Attendu qu'un second fait est reproché le même jour à Christophe BES qui a indiqué lui-même avoir donné une claque et puni le même élève pour un motif futile ;
Attendu que Christophe BES a reconnu ce fait et qu'il est au courant que tout châtiment ou sévice corporel est formellement interdit et entraînera le licenciement immédiat pour faute grave ;
Attendu que ce fait constitue en conséquence la violation certaine d'une obligation professionnelle du salarié ;
Attendu que selon les faits du 10 octobre 2002 il apparaît que le même enfant se met à crier quand Christophe BES l'approche et se calme en présence des autres membres du personnel.
Attendu que ces faits doivent être examinés au regard du contexte général dans lequel s'exécutait la relation de travail.
Attendu que le 15 septembre 2003 Laurence RISPE, autre salariée de la même entreprise a produit une attestation parfaitement circonstanciée dans laquelle elle indique notamment qu'à plusieurs reprises elle a surpris Christophe BES qui pinçait, levait la main, bousculait et agressait verbalement certains jeunes ; qu'il les négligeait, leur manquait ouvertement de respect et de tolérance et que les enfants étaient de plus en plus angoissés ;
Attendu que le délégué du personnel a encore indiqué par lettre du 14 novembre 2002 que Christophe BES avait une attitude équivoque vis-à-vis de certains jeunes présents sur le groupe et s'enfermait parfois dans la salle de bain avec l'un d'eux, la porte fermée à clef.
Attendu qu'il résulte d'une étude attentive du dossier que le licenciement est justifié par un comportement inadapté et équivoque de Christophe BES vis-à-vis des enfants dont il avait la charge et constitue des manquements à ses obligations professionnelles ;
Attendu qu'il était parfaitement loisible à l'employeur de reporter
l'entretien préalable sans qu'il puisse lui en être fait grief ; qu'il apparaît que c'est la lettre du 15 octobre 2002 qu'il l'a averti du comportement fautif du salarié, que les faits qui ont succédé à cette lettre entraînaient selon lui une sanction et qu'il pouvait en conséquence, connaissance prise des faits plus graves portés à sa connaissance postérieurement, recommencer la procédure en envisageant le licenciement ; que les deux lettres de convocations à l'entretien préalable sont d'ailleurs différentes en ce que la première prévoit une sanction et la seconde un licenciement.
Attendu, s'agissant du délai entre la lettre de convocation à l'entretien préalable et celui-ci, qu'à l'époque où la procédure a été diligentée, le délai était suffisant.
Qu'il n'y a pas lieu à dommages et intérêts pour non-respect de la procédure.
Attendu qu'il convient en conséquence de réformer le jugement entrepris et de débouter Christophe BES de toutes ses demandes.
Qu'il devra en outre supporter la charge des dépens.
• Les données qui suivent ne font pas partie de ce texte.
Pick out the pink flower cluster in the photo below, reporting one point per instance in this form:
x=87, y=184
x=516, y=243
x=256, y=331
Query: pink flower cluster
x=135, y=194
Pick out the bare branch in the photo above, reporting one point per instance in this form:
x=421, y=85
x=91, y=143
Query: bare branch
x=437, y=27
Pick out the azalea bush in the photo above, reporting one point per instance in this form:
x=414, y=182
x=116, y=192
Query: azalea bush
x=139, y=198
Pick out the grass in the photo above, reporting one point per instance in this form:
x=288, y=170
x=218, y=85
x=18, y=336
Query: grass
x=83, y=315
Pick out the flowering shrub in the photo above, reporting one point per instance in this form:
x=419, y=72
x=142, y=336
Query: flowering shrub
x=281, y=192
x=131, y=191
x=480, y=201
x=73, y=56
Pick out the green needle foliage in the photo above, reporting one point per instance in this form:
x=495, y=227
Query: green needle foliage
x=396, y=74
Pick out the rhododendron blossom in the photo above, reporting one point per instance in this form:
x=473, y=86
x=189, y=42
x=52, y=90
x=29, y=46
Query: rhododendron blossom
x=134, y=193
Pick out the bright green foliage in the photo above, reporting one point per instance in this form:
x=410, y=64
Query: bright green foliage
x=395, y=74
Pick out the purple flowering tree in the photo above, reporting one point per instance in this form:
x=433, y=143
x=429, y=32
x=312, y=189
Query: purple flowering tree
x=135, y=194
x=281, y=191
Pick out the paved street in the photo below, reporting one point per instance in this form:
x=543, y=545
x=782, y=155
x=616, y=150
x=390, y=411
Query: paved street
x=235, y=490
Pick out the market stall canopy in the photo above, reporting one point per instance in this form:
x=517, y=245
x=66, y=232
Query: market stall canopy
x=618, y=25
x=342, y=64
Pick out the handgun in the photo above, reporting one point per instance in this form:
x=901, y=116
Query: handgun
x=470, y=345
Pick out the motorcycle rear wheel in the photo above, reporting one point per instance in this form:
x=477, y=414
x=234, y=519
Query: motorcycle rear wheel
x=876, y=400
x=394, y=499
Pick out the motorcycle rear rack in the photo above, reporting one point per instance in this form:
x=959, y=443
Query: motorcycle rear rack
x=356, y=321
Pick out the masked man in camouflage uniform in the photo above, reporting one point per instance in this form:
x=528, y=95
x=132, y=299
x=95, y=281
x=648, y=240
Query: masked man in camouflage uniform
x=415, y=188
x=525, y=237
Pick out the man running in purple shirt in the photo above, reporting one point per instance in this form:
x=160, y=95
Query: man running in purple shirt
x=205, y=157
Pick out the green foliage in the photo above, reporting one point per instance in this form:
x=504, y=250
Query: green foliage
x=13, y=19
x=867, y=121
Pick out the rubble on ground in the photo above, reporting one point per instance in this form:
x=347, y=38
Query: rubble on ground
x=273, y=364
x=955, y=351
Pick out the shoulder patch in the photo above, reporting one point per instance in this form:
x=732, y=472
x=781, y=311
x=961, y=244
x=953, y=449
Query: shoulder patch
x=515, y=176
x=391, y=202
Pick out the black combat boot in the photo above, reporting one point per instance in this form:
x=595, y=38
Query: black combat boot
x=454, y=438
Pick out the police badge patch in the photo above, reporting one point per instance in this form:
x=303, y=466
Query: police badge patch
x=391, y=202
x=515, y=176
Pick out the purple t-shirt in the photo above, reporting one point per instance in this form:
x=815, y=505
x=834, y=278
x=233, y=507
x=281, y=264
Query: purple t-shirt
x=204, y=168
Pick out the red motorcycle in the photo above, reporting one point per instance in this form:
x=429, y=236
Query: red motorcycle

PAR CES MOTIFS :
La cour, statuant publiquement, par arrêt réputé contradictoirement et en dernier ressort,
Infirme le jugement entrepris ;
Dit et juge que le licenciement de Christophe BES est justifié par une faute grave.
Le déboute en conséquence de toutes ses demandes.
Le condamne aux dépens.
Le présent arrêt a été signé par Nicole ROGER, Présidente de Chambre, et par Solange BELUS, Greffière présente lors du prononcé.